This Spring Break a group of graduate students from the Graduate Student Advisory Committee traveled to Washington D.C. to meet with National Association of Graduate and Professional Students (NAGPS). They joined forces to lobby for issues of concern to graduate students, mainly the high levels of debt many graduate students accumulate while pursuing their degrees. They met with representatives and senators to express their concerns during the NAGPS Spring 2014 Advocacy Summit and Legislative Action Days, March 1 through 4.
In other news, GSAC has put to a vote of the full membership a name change for the organization. In order to better reflect its constituency, the Graduate Student Advisory Committee will change its name to Graduate Student Association. All graduate students are automatically members of GSAC, or GSA. The name change will become effective July 1, 2014. Each student pays fees to the University that go toward the operation and funding of a number of initiatives to benefit graduate students.
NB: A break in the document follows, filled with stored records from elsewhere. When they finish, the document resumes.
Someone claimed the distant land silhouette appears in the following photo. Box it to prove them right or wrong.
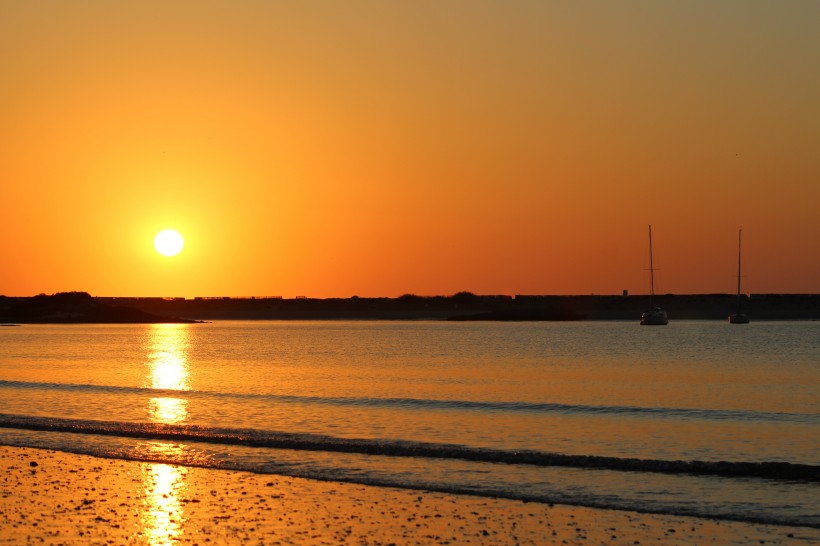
[0,292,820,324]
[0,292,196,324]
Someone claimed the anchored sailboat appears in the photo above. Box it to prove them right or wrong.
[729,229,749,324]
[641,225,669,326]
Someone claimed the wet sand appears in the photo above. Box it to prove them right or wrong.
[0,446,820,545]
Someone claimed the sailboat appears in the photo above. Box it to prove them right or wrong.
[641,225,669,326]
[729,229,749,324]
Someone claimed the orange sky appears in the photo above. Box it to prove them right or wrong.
[0,0,820,297]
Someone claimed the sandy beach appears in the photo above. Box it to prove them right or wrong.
[0,447,820,545]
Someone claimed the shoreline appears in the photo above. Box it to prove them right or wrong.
[0,446,820,545]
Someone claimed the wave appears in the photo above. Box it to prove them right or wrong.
[0,381,820,424]
[0,414,820,482]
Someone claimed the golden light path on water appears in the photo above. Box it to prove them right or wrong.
[142,324,190,546]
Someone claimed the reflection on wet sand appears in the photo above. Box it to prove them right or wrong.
[140,446,188,546]
[141,324,189,546]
These initiatives include programs, events, operational funding, development workshops or seminars, and bringing speakers to campus. Funding decisions are made through GSAC, so if any graduate students want to be involved in how their money is being spent, they are encouraged to come to the meetings. All graduate students are urged to become active members by attending meetings which are usually held once a month on the third Friday from 2:30-5 p.m. These hours are subject to change.
Another initiative led by Damon Chambers, Chair, and The E-Board, is the establishment of Grad Talks, a presentation hosted by the Lee Honors College based on the popular TED Talks. The first Grad Talks were held on February 21 and March 21. These are ten minute talks given by graduate students on any subject they may be passionate about. It could be a study abroad experience, a brief introduction to their research, the contents of a recent paper for a class or a chapter of their dissertation. This experience provides practice in giving presentations, a skill all graduate students must develop to meet their academic, professional or personal goals.
April 6 through 12 was Graduate Appreciation Week in the United States. The National Association of Graduate and Professional Students held its Midwest Regional Conference at Grand Valley State University this spring during Graduate Appreciation Week. This annual conference brings together graduate-professional student leaders from the Midwest region to network, share best practices, discuss common issues, and brainstorm possible solutions. Representatives from WMU attended this conference and reported a good turnout and useful workshops.